Over debat gesproken… Zijn we als raadsleden echt nieuwsgierig en betrokken? Luisteren we echt en durven we door te vragen binnen en buiten de raadszaal? Wanneer we in contacten met inwoners, in gesprekken met het college van B en W of in een debat met politieke opponenten doorvragen en vooral goed luisteren, vindt er verdieping plaats. Het ”ik ben voor – ik ben tegen” wordt dan vervangen door een gesprek of een debat dat steeds aan kwaliteit en diepgang wint en zelfs ook richtinggevend kan zijn. Uiteenlopende standpunten zijn moeilijk te verenigen, maar op basis van gezamenlijke belangen kun je wel een goed gesprek voeren en elkaar naderen.
Focus
Nog even terug naar de verbindende rol van de gemeenteraad, als uitwerking of precisering van de volksvertegenwoordigende rol. Verkiezingen, ook raadsverkiezingen, zijn een momentopname, maar bepalen wel voor vier jaar de verhoudingen. Daarmee heb je echter nog geen nieuwe relatie tussen kiezers en gekozenen.
Raadsleden moeten de bevolking daarom leren kennen. Dan komen ze ook te weten waar en wanneer zij burgers ruimte kunnen geven bij de totstandkoming en uitvoering van het gemeentebeleid.

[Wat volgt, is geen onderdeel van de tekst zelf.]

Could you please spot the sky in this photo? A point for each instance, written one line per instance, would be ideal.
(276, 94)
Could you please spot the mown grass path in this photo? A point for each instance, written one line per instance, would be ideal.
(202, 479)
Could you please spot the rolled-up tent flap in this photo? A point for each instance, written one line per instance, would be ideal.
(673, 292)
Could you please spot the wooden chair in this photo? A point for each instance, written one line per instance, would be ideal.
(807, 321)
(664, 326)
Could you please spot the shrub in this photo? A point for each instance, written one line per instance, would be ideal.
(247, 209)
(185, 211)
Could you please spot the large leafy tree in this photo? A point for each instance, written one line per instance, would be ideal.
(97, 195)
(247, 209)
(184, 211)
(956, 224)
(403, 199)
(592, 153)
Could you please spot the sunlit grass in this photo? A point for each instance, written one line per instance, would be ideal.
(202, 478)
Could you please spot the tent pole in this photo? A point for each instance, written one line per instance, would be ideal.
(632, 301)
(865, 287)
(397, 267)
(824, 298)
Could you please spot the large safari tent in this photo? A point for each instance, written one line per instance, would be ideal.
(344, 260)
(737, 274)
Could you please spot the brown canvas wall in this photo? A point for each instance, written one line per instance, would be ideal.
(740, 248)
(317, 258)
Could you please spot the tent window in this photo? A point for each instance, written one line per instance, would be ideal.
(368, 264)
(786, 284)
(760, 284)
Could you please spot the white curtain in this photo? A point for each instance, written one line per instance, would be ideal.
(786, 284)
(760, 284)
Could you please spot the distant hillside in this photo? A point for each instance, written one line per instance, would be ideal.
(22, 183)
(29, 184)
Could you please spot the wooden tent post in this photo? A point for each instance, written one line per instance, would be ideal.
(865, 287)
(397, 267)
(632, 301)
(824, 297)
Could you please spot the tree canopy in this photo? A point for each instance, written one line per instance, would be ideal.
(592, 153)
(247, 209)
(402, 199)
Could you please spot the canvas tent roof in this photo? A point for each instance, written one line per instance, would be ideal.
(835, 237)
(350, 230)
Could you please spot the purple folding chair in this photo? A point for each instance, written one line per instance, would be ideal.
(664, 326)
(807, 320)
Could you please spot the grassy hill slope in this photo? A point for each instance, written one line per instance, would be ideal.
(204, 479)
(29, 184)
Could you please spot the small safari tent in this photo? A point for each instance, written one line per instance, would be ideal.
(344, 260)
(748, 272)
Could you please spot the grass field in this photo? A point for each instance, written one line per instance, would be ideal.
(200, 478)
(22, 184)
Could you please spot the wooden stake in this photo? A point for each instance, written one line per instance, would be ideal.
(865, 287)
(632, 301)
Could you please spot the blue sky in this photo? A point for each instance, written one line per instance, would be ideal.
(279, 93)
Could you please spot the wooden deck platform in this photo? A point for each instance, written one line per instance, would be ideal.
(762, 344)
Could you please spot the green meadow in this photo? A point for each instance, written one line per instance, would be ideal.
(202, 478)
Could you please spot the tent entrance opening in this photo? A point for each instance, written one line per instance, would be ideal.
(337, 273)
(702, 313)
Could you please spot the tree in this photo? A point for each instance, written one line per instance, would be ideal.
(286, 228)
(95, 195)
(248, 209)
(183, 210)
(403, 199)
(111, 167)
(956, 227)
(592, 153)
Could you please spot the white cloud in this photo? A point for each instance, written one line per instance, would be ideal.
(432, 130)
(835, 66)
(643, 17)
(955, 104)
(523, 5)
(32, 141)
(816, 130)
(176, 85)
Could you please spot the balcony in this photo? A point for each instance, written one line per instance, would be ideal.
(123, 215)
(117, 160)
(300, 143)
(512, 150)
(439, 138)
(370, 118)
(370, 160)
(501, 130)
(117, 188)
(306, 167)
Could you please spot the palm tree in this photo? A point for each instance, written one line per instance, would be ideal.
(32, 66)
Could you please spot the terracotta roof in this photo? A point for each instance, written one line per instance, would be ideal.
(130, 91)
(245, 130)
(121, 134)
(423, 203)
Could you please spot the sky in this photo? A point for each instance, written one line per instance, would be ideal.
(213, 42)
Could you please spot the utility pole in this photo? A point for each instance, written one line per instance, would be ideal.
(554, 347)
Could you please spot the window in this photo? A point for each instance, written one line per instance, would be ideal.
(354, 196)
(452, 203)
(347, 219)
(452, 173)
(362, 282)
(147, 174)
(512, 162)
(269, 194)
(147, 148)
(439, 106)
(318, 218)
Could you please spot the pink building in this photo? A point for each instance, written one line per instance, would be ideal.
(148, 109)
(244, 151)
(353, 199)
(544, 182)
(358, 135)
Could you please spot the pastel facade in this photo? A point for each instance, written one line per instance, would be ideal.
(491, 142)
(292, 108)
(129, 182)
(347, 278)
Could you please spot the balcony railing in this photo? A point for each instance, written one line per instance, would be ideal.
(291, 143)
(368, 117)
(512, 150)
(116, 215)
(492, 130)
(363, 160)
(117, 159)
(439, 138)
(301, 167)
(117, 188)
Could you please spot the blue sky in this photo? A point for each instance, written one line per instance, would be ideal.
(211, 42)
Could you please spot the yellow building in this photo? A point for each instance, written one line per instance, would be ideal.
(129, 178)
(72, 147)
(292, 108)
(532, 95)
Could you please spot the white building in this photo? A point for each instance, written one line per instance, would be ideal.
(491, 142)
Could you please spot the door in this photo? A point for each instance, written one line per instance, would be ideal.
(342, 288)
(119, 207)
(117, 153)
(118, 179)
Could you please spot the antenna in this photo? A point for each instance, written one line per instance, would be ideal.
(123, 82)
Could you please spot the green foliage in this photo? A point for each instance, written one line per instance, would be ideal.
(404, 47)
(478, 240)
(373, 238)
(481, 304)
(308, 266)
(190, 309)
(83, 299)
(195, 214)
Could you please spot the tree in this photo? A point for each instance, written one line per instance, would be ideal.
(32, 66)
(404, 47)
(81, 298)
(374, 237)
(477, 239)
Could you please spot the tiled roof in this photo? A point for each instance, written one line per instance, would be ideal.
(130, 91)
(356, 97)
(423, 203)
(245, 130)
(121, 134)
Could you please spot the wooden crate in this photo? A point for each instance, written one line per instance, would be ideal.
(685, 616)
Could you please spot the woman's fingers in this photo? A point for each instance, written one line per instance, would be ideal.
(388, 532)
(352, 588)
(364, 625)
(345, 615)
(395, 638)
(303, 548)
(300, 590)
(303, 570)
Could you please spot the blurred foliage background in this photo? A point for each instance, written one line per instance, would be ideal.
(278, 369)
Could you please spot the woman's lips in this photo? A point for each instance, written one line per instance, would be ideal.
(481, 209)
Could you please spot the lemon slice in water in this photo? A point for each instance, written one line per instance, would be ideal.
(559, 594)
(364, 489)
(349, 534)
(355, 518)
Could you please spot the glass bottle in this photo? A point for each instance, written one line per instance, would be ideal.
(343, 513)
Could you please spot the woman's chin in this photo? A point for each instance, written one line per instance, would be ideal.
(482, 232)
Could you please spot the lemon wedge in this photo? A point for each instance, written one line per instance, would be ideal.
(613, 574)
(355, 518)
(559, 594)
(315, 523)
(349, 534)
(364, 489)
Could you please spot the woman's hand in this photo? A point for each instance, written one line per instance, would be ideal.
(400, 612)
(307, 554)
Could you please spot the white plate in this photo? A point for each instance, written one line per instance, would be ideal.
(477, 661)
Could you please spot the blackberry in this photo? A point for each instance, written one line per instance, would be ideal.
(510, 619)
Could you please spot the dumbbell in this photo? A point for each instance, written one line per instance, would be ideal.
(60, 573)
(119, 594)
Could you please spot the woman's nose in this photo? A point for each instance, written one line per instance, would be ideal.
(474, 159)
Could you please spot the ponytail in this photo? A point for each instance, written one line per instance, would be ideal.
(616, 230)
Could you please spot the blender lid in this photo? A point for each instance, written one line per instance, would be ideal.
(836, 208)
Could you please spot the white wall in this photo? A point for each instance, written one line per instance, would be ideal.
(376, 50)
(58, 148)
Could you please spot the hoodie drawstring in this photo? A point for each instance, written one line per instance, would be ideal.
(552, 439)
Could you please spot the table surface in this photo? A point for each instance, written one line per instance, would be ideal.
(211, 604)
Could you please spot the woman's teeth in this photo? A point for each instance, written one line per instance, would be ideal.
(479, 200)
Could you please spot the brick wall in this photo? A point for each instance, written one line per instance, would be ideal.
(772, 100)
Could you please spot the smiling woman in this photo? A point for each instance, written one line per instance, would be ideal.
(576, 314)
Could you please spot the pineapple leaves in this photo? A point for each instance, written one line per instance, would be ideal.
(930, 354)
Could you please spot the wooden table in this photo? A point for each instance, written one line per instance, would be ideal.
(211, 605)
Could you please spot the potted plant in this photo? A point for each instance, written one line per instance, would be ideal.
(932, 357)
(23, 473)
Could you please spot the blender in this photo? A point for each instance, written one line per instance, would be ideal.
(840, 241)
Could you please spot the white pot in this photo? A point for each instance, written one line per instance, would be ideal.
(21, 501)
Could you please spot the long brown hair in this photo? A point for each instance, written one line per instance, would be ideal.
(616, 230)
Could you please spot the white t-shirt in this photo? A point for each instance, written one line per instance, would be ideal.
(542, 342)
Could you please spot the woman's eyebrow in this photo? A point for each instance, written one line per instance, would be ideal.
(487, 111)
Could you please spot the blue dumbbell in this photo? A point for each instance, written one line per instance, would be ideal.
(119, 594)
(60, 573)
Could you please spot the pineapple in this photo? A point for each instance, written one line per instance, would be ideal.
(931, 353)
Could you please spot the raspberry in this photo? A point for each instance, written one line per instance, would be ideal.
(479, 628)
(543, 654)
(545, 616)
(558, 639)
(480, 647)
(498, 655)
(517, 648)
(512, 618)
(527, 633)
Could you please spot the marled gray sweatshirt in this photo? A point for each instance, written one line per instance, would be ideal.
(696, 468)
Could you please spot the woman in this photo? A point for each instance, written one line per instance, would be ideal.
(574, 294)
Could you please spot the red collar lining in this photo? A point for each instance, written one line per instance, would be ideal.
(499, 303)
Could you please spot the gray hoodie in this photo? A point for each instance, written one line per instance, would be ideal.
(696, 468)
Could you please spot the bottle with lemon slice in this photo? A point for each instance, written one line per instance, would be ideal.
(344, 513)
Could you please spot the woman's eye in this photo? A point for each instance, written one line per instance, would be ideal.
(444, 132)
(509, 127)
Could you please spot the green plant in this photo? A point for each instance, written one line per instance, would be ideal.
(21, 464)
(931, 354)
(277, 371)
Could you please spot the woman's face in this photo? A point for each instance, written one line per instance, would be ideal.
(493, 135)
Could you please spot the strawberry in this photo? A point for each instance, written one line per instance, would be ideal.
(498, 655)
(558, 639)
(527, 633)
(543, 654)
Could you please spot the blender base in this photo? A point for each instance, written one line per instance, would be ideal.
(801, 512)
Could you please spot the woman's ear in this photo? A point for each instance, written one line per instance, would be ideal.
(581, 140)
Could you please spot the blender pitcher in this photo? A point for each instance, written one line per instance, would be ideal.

Het kiezen van een focus is in dat verband een vereiste. Dat doe je zo: spreek aan het begin van een raadsperiode af welke speerpunten voor je fractie leidend zijn en welke persoonlijke prioriteiten je stelt. En: schoenmaker, houd je bij je leest. Loop niet achter elk thema aan en focus je niet op elk detail. Kijk daarentegen eerst goed of wat je doet wel binnen de bevoegdheden van een raadslid valt. Kijk uit dat je niet bezig gaat met uitvoering. Want dat is in de praktijk vaak dagelijks aan de orde…
De lokale democratie versterken? Jazeker. Let daarbij echter niet alleen op het instrumentarium en de financiën, maar durf ook het gesprek met elkaar aan te gaan over kwaliteit, transparantie en nabijheid. Met die combinatie kan de vitaliteit van de democratie pas echt geborgd worden.
De auteur was gemeenteraadslid (2006-2018) en adviseur raadsfracties. Mede onder zijn redactie verscheen het ”Zakboek Raadsleden. Gereedschapskist voor het betere raadswerk” (Amsterdam, 2017).